Sunday, August 16, 2009

here I come.

First post: Torre Attack

A Brief description of both side's plans

This opening was named after some guy called Torre, and it starts with 1.d4 2.Nf3 and 3.Bg5.

The Opening setup is basically quite similar to the standard Colle-Koltanowski Setup, with pawns on c3, d4, e3. However, in the Torre attack, Bg5 prevents the Bishop from getting hindered by the pawns.

Generally, White's plan is something like in the Colle-Zukertort (Rubinstein Attack), with plans of Ne5 and f4 coming after white has achieved the typical opening setup. Depending on the situation, White may choose to delay castling, but not for too long.

This is how the Whiteking might get attacked if it doesn't castle: Black may sometimes play Nxe5, and when white recaptures with the d-pawn, and the black knight goes from f6 to e4 (provided e4 is guarded), the two dark-squared bishops get traded. After Qxe7, if White still doesn't castle, watch out for the queen swooping down to h4 with Check. And rmb.....a knight on e4 and a queen on h4 spells disaster for white.
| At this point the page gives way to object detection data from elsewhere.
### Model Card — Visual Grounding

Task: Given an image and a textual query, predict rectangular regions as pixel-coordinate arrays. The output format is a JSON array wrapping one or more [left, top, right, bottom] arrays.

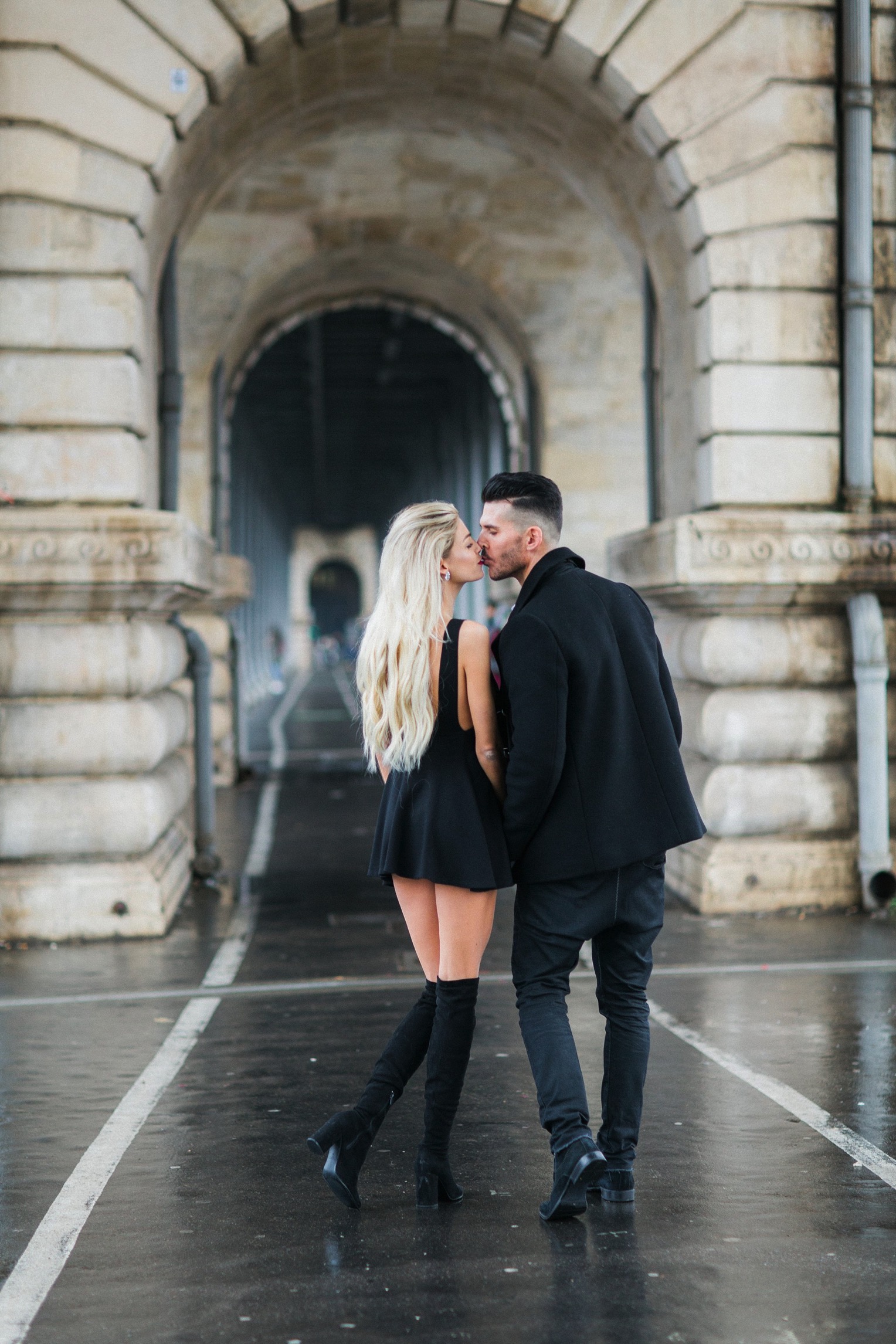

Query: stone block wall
[[0, 0, 896, 937], [613, 511, 896, 912]]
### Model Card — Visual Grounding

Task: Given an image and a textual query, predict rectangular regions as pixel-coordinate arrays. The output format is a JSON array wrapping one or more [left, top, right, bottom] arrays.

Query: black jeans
[[512, 853, 665, 1168]]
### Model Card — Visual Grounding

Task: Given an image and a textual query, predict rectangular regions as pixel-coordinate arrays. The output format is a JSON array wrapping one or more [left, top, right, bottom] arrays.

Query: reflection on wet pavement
[[0, 675, 896, 1344]]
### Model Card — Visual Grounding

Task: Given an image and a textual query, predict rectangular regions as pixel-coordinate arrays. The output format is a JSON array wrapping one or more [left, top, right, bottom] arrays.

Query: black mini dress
[[368, 621, 513, 891]]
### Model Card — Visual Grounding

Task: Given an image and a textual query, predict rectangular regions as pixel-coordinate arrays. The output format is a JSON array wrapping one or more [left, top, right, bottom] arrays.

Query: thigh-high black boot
[[416, 977, 480, 1209], [308, 980, 435, 1209]]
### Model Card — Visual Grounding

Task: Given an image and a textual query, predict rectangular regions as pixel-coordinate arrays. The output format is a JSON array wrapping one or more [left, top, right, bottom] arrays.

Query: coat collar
[[511, 546, 585, 616]]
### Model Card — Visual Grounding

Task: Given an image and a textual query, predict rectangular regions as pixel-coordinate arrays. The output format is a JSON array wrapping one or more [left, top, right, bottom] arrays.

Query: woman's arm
[[458, 621, 504, 802]]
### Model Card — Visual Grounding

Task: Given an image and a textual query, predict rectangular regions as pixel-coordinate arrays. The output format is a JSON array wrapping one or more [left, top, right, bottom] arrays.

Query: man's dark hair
[[482, 471, 563, 540]]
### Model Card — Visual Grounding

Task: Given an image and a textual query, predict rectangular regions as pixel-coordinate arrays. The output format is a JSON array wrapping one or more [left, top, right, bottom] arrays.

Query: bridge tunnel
[[230, 304, 513, 708]]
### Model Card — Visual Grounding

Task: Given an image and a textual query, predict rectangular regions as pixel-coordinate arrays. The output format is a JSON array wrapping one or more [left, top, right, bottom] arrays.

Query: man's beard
[[485, 546, 525, 583]]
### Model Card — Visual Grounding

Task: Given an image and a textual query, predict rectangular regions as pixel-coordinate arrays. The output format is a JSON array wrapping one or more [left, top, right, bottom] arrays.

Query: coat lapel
[[508, 546, 585, 621]]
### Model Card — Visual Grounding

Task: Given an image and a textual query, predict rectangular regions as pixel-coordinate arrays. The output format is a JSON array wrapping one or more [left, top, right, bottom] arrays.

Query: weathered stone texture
[[0, 0, 208, 133], [0, 47, 175, 172], [0, 429, 147, 504]]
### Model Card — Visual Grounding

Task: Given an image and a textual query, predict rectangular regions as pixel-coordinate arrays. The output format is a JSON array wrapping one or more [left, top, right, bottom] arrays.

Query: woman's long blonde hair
[[357, 500, 458, 770]]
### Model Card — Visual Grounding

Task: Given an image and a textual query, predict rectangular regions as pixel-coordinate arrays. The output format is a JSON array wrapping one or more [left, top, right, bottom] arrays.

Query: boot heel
[[416, 1172, 439, 1209]]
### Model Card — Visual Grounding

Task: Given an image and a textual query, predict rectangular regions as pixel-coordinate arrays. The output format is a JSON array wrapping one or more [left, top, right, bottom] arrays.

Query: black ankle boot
[[539, 1137, 607, 1223], [414, 1148, 463, 1209], [308, 980, 435, 1209], [416, 979, 480, 1209]]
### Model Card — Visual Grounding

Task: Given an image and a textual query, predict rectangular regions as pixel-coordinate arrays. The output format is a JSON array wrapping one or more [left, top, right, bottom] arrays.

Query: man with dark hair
[[480, 471, 705, 1220]]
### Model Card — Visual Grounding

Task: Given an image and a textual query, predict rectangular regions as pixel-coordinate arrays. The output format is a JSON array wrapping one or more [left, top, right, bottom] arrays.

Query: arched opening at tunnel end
[[228, 303, 520, 707]]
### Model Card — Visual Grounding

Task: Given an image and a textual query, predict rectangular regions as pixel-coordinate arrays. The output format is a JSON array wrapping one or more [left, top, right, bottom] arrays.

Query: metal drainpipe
[[158, 238, 184, 514], [171, 616, 220, 887], [840, 0, 896, 910]]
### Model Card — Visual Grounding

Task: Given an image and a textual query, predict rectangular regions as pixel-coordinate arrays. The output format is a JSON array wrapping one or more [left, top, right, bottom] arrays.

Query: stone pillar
[[175, 555, 253, 788], [611, 511, 896, 912], [0, 507, 212, 939]]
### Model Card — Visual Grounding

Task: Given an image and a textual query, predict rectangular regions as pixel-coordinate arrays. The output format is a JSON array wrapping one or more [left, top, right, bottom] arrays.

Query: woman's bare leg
[[392, 874, 440, 981], [435, 883, 497, 980]]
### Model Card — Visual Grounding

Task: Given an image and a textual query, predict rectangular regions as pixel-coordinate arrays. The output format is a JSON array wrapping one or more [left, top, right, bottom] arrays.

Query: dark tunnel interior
[[230, 305, 508, 703]]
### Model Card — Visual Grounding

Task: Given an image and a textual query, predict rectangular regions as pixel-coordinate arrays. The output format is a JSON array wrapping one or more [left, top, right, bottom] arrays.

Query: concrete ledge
[[0, 819, 194, 942], [0, 507, 215, 612], [0, 691, 186, 778], [607, 510, 896, 614], [0, 749, 191, 861], [666, 836, 860, 915]]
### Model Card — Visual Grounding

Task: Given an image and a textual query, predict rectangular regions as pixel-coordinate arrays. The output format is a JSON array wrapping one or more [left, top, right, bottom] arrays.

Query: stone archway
[[0, 0, 881, 935], [289, 527, 379, 672]]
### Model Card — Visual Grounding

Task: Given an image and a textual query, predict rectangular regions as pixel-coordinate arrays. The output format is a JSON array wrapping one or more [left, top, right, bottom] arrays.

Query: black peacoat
[[494, 547, 707, 882]]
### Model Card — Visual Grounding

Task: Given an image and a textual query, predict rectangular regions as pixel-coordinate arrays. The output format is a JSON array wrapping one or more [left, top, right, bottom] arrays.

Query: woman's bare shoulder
[[457, 621, 490, 657]]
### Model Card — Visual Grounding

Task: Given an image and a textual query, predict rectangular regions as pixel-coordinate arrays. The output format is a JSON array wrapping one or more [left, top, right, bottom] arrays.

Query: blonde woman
[[308, 500, 512, 1209]]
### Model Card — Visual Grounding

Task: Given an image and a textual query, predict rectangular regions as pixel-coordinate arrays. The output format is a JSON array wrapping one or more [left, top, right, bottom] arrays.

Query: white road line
[[0, 781, 279, 1344], [649, 1002, 896, 1189], [0, 962, 896, 1012], [650, 957, 896, 979]]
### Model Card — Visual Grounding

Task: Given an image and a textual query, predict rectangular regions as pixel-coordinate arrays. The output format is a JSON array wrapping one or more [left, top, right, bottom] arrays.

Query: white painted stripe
[[651, 957, 896, 976], [0, 999, 219, 1344], [650, 1003, 896, 1189], [0, 962, 896, 1012], [0, 782, 279, 1344], [239, 747, 364, 766]]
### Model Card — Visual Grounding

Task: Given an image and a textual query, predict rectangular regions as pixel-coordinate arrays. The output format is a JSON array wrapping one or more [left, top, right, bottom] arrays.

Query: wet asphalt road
[[0, 673, 896, 1344]]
Now all this might be very confusing, but in a nutshell, you might want to castle before you play Ne5, although as i said before, you can delay it.

Black's plan is to play b6 and Bb7, and sometimes play 0-0-0. This is because, with this kind of formation, White can easily launch a kingside attack. I'm serious. In Radjabov-Naidistch in some random tournament, the latter got blown away by the Azerbaijan Prodigy (aka Radjabov) because of the awesome power of the Torre kingside attack.

When I played tis against Kien Wei from the NUS team, (rated abt 2200), he said he played it before in his childhood and understood the awesome power of it. He castled queenside and won, but he told me I could have built an attack earlier and at the very least achieved equality.